When the laser isn't interrupted by the hair it has to go some where which means that heat is produced, if it can get something hot enough to burn the hair off it would get hot enough that you won't be able to hold it yet alone put it to your face.
There's no way you would ever could get the laser beam close enough to the skin for a smooth shave without burning your skin off.
And most importantly burnt hair smells like shit....
I assume that most people know at least 1 person that did laser hair removal, they should know it's a very painful and long process and it works only on dark hairs so again using this to shave anything but a fairly dark beard would never work.
That doesn't make sense. Of course you can remove hair with light. IPL isn't anything new, and this product is apparently from someone who has worked in that field for a long time.

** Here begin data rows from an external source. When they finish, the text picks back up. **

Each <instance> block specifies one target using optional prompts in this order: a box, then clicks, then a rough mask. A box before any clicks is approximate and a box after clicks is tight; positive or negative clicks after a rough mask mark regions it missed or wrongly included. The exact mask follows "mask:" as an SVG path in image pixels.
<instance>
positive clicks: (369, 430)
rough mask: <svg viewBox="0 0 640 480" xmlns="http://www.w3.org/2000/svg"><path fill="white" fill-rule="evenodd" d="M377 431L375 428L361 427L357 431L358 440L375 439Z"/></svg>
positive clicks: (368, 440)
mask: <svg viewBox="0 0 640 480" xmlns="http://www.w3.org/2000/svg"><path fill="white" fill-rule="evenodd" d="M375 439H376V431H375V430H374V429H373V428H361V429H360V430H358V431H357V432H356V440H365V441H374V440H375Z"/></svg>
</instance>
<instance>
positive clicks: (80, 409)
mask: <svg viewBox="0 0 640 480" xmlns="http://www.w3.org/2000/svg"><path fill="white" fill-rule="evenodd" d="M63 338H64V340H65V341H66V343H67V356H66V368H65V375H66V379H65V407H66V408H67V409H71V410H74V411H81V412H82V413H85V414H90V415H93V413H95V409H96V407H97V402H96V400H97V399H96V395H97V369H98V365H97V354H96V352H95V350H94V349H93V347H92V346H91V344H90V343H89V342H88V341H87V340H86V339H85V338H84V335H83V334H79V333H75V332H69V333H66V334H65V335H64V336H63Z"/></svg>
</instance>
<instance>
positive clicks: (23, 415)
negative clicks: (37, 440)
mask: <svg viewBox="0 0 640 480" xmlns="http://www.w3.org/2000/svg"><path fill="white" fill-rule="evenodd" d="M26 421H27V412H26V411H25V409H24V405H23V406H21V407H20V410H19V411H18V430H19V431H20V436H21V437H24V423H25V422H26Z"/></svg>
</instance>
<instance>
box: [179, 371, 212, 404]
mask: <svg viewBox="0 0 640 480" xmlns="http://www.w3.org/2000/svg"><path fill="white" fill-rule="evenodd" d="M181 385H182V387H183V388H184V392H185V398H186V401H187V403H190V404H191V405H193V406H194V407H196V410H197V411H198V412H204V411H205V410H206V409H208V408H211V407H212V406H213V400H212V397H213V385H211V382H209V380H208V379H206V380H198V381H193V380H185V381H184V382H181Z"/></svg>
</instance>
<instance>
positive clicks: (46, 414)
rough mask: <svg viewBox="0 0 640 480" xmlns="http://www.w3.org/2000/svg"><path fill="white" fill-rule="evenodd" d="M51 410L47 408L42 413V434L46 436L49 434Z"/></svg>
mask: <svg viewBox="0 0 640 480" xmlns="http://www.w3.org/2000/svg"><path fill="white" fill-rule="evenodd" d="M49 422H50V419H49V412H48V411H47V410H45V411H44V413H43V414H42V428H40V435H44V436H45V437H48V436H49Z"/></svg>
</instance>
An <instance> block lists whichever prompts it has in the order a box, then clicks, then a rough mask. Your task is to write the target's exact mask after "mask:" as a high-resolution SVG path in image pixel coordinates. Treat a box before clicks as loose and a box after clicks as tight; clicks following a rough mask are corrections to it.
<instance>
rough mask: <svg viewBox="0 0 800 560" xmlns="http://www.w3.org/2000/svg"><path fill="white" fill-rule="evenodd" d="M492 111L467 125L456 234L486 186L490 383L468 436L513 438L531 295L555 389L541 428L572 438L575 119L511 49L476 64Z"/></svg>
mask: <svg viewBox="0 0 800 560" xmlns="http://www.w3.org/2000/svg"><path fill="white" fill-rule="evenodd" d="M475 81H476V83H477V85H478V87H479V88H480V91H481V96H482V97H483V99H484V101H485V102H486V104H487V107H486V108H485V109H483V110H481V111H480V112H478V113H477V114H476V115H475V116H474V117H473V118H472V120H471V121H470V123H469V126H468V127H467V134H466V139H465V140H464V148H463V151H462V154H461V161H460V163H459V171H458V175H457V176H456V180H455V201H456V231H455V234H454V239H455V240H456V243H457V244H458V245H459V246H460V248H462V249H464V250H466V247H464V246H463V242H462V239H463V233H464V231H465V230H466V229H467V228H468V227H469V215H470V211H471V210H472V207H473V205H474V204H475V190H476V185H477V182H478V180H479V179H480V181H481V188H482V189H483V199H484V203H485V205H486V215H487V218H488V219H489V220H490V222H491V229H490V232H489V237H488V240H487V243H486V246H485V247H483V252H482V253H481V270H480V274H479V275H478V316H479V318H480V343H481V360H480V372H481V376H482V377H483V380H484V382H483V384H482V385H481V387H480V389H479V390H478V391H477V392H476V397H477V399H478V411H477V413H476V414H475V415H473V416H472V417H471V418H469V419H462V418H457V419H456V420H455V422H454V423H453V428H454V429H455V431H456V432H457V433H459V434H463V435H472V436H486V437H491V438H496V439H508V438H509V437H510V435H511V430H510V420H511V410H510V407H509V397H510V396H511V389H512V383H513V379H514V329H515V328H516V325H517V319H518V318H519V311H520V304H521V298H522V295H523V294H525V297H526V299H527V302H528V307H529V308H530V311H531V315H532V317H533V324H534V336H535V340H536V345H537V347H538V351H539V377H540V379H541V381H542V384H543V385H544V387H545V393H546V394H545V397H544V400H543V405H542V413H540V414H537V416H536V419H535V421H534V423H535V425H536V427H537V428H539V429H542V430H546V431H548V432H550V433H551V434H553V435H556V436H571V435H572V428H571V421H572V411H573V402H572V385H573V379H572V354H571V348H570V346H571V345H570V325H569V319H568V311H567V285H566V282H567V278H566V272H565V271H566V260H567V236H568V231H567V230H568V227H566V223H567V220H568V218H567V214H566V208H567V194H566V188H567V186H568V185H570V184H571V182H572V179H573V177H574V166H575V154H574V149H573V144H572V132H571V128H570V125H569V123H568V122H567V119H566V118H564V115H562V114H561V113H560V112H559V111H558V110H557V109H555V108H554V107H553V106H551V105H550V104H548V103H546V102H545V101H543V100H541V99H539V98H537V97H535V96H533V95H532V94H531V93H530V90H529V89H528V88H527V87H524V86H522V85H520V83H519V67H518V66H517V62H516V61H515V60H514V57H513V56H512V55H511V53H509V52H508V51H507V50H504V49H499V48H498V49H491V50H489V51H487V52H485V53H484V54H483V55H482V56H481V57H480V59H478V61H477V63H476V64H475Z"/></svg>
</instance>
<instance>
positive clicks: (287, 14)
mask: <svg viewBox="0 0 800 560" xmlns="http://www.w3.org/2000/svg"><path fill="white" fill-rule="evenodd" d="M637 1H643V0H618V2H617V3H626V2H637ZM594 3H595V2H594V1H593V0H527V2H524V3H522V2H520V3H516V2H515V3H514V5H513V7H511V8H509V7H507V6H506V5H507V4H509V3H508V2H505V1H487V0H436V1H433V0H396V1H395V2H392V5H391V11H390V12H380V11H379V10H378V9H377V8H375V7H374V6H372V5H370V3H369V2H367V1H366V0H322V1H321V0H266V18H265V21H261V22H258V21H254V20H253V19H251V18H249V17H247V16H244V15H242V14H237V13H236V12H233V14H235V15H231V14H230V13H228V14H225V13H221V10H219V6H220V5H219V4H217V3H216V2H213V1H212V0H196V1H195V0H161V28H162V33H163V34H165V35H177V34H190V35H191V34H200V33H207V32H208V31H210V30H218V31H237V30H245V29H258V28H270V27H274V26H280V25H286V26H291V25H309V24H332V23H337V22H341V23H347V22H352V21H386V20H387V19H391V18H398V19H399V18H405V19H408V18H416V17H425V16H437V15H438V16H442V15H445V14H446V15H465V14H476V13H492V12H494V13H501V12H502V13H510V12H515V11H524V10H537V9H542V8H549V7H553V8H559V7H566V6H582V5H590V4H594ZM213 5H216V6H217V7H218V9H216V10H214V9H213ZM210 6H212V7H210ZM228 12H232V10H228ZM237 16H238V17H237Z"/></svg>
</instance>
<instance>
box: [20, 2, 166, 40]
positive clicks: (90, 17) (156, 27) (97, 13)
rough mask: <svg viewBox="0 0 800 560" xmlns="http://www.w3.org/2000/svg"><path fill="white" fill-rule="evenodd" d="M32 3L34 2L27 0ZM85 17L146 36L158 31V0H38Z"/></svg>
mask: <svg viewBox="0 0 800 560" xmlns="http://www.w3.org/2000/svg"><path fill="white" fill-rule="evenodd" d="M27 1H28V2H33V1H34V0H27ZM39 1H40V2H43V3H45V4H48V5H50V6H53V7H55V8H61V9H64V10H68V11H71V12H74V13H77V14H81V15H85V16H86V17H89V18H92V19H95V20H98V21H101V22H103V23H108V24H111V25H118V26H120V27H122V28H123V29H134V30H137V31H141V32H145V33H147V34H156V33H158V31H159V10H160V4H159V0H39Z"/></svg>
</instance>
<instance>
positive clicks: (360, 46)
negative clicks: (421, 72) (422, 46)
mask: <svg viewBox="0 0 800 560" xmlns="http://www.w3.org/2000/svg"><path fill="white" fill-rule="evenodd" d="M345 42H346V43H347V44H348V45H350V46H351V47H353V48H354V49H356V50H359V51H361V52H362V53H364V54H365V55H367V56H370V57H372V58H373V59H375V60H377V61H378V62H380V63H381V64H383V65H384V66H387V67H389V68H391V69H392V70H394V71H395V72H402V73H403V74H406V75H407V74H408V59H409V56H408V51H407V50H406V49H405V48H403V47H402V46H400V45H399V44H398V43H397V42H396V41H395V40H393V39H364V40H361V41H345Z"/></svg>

> it's a very painful and long process and it works only on dark hair
.. which is exactly the innovation claimed in the video: this is an IPL-like method that works on light hair by bending them against a fiber. Does it work? I have no idea. But it's certainly not against "common sense". And there are prior patents in delivering IPL by fiber.
The final product could not have such a small battery shown in the video however. The production unit would probably be closer to existing IPL products in size. They're not impractically big, much like a hair dryer.

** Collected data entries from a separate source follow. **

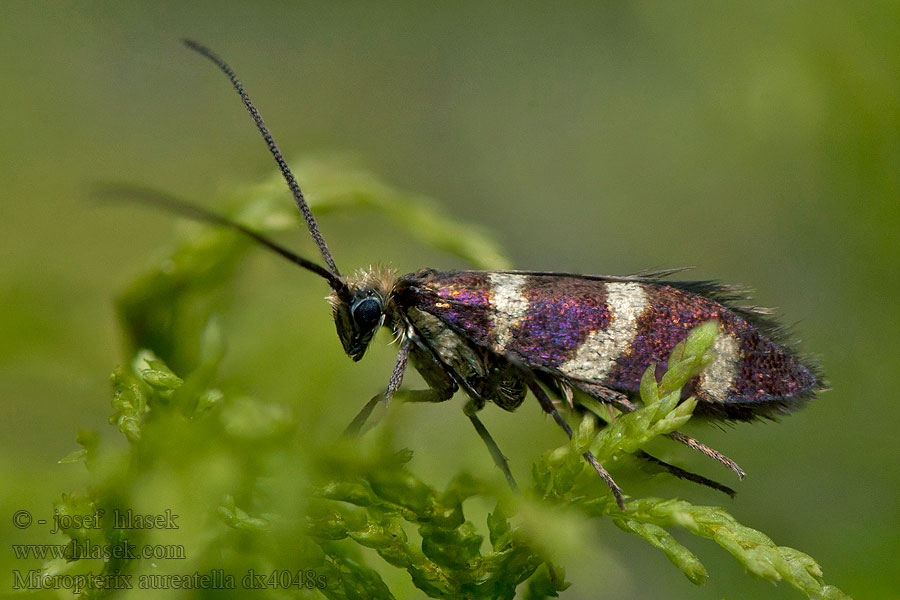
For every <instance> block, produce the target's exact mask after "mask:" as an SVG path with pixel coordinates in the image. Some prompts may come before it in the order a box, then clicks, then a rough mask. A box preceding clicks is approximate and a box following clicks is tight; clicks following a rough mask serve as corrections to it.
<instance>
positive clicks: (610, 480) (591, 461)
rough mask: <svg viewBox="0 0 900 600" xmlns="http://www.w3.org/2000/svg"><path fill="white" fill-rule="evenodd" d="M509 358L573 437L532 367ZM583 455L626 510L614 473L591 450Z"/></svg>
mask: <svg viewBox="0 0 900 600" xmlns="http://www.w3.org/2000/svg"><path fill="white" fill-rule="evenodd" d="M507 360H509V361H510V362H511V363H512V364H513V365H515V366H516V368H518V369H519V372H520V373H522V378H523V379H525V383H526V384H527V385H528V389H530V390H531V393H532V394H534V395H535V396H536V397H537V399H538V402H539V403H540V405H541V408H543V409H544V412H546V413H547V414H549V415H550V416H551V417H553V420H554V421H556V423H557V425H559V426H560V427H562V429H563V431H565V432H566V435H567V436H569V439H572V428H571V427H570V426H569V424H568V423H566V420H565V419H563V418H562V415H560V414H559V411H558V410H556V407H555V406H554V405H553V401H552V400H551V399H550V396H548V395H547V392H545V391H544V388H542V387H541V384H539V383H538V382H537V379H536V378H535V376H534V373H532V372H531V369H529V368H528V367H526V366H524V365H522V364H521V363H520V362H519V361H518V360H517V359H516V358H514V357H511V356H507ZM582 456H584V459H585V460H586V461H588V462H589V463H590V465H591V466H592V467H594V470H595V471H597V474H598V475H600V478H601V479H602V480H603V481H604V482H605V483H606V485H607V486H608V487H609V490H610V491H611V492H612V494H613V496H614V497H615V499H616V504H617V505H618V507H619V510H625V501H624V500H623V498H622V488H620V487H619V484H617V483H616V481H615V480H614V479H613V478H612V475H610V474H609V472H608V471H607V470H606V469H604V468H603V465H601V464H600V461H598V460H597V457H596V456H594V455H593V453H591V452H590V451H587V452H585V453H584V454H583V455H582Z"/></svg>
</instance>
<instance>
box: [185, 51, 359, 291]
mask: <svg viewBox="0 0 900 600" xmlns="http://www.w3.org/2000/svg"><path fill="white" fill-rule="evenodd" d="M182 42H184V45H185V46H187V47H188V48H190V49H191V50H194V51H195V52H198V53H200V54H202V55H203V56H205V57H206V58H208V59H209V60H211V61H212V62H213V63H215V65H216V66H217V67H219V69H221V70H222V72H223V73H225V75H227V76H228V79H229V80H231V85H233V86H234V89H235V90H237V93H238V94H240V96H241V100H243V101H244V106H246V107H247V110H248V111H249V112H250V116H251V117H253V121H254V122H255V123H256V128H257V129H259V132H260V133H261V134H262V136H263V139H264V140H265V141H266V145H267V146H268V147H269V152H271V153H272V156H273V157H275V162H276V163H278V168H279V169H281V174H282V175H284V180H285V181H286V182H287V184H288V187H289V188H291V193H292V194H293V195H294V202H296V203H297V208H299V209H300V212H301V213H303V218H304V219H306V226H307V227H308V228H309V233H310V235H312V236H313V240H315V242H316V245H317V246H318V247H319V252H321V253H322V258H324V259H325V264H327V265H328V269H329V270H330V271H331V274H332V275H334V276H335V277H337V278H340V277H341V272H340V271H338V270H337V266H335V264H334V258H333V257H332V256H331V252H329V250H328V246H327V245H326V244H325V239H324V238H323V237H322V234H321V233H319V226H318V225H317V224H316V220H315V218H313V216H312V212H311V211H310V210H309V206H308V205H307V204H306V200H305V199H304V198H303V191H302V190H301V189H300V184H298V183H297V180H296V178H294V174H293V173H292V172H291V169H290V167H288V166H287V161H285V160H284V156H283V155H282V154H281V150H279V149H278V144H276V143H275V138H273V137H272V134H271V133H269V129H268V128H267V127H266V124H265V122H264V121H263V120H262V116H261V115H260V114H259V111H258V110H256V107H255V106H254V105H253V102H252V101H251V100H250V96H248V95H247V92H245V91H244V86H243V85H241V82H240V80H239V79H238V78H237V75H235V73H234V71H233V70H232V69H231V67H229V66H228V63H226V62H225V61H224V60H222V59H221V58H220V57H219V55H218V54H216V53H215V52H213V51H212V50H210V49H209V48H207V47H206V46H203V45H202V44H198V43H197V42H195V41H193V40H189V39H184V40H182Z"/></svg>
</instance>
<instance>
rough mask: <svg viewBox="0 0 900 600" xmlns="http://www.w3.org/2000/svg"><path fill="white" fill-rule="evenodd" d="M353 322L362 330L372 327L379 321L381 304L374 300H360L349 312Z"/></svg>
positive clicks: (380, 310) (380, 311) (367, 299)
mask: <svg viewBox="0 0 900 600" xmlns="http://www.w3.org/2000/svg"><path fill="white" fill-rule="evenodd" d="M351 313H352V314H353V320H354V321H355V322H356V324H357V325H359V326H360V327H363V328H370V327H374V326H375V325H377V324H378V321H379V319H381V302H379V301H378V300H376V299H375V298H366V299H365V300H361V301H360V302H358V303H357V304H356V306H354V307H353V310H352V311H351Z"/></svg>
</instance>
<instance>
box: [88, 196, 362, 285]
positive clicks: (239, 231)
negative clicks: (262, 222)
mask: <svg viewBox="0 0 900 600" xmlns="http://www.w3.org/2000/svg"><path fill="white" fill-rule="evenodd" d="M93 194H94V196H96V197H98V198H111V199H126V200H133V201H135V202H140V203H141V204H146V205H148V206H156V207H159V208H163V209H165V210H168V211H169V212H171V213H175V214H178V215H181V216H183V217H187V218H188V219H193V220H194V221H199V222H201V223H210V224H212V225H218V226H220V227H228V228H231V229H234V230H235V231H238V232H240V233H242V234H244V235H246V236H247V237H249V238H251V239H253V240H254V241H256V242H258V243H260V244H262V245H263V246H265V247H266V248H268V249H269V250H272V251H273V252H275V253H276V254H279V255H281V256H282V257H284V258H286V259H288V260H289V261H291V262H292V263H294V264H295V265H299V266H301V267H303V268H304V269H306V270H307V271H312V272H313V273H315V274H316V275H318V276H320V277H322V278H324V279H325V281H327V282H328V285H330V286H331V289H333V290H335V291H336V292H337V293H338V294H344V293H345V290H346V288H347V284H346V283H344V280H343V279H341V278H340V277H337V276H335V275H334V274H333V273H331V272H330V271H329V270H328V269H326V268H325V267H323V266H321V265H317V264H316V263H314V262H312V261H311V260H307V259H305V258H303V257H302V256H300V255H299V254H296V253H295V252H293V251H291V250H288V249H287V248H285V247H284V246H282V245H281V244H279V243H277V242H275V241H273V240H271V239H269V238H268V237H266V236H264V235H263V234H261V233H258V232H256V231H253V230H252V229H250V228H249V227H247V226H246V225H243V224H241V223H238V222H237V221H233V220H232V219H229V218H228V217H225V216H223V215H220V214H218V213H214V212H212V211H211V210H207V209H205V208H203V207H202V206H198V205H196V204H191V203H190V202H185V201H184V200H181V199H180V198H176V197H175V196H172V195H170V194H164V193H162V192H158V191H156V190H153V189H150V188H144V187H137V186H134V185H128V184H114V183H109V184H103V185H99V186H96V187H95V188H94V190H93Z"/></svg>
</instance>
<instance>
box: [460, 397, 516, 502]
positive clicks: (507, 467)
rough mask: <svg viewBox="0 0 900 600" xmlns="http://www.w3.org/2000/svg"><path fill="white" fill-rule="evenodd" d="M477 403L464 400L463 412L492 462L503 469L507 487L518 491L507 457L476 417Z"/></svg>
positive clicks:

Doesn't get around the smell, power requirement, or heat output though.
Existing treatments are supposed to kill follicles permanently.
This suggest it trims hair but doesn't leave you permanently beardless.
They can't possibly work the same way.
So I think KS did the right thing. Too many people have been using it in scammy ways, and that makes it less effective for anyone with a genuine product, talent, or idea to sell.
Having said that - the scams only work when you have a market full of people who don't know enough about basic science or simple online research to check unlikely claims. And that's been the real problem with KS, IGG, and the rest - it's just too damn easy to make money from a few hours of 3D rendering to create a shiny sketch of a product that can't possibly work, or (at best) can't possibly be developed without far more investment.
Hair removal products are usually in the 20-50W ranges depending on wavelengths, the lightsaber wannabe hand held lasers are usually in the 500-2000 mW ranges and while those can burn skin and pop balloons they aren't powerful enough to burn hair.
I just don't see them having the technology to make this work, if they had it would have military applications way before shaving ones.
Just for size comparison this is a laser used for soft tissue removal
And even it won't burn hair because it works on tissue with high water content only.
Does it produce a smell?
No. Because we're not actually burning the hair, it doesn't produce a burnt hair smell.
Which sounds interesting, if it is not burning then what? Just melting?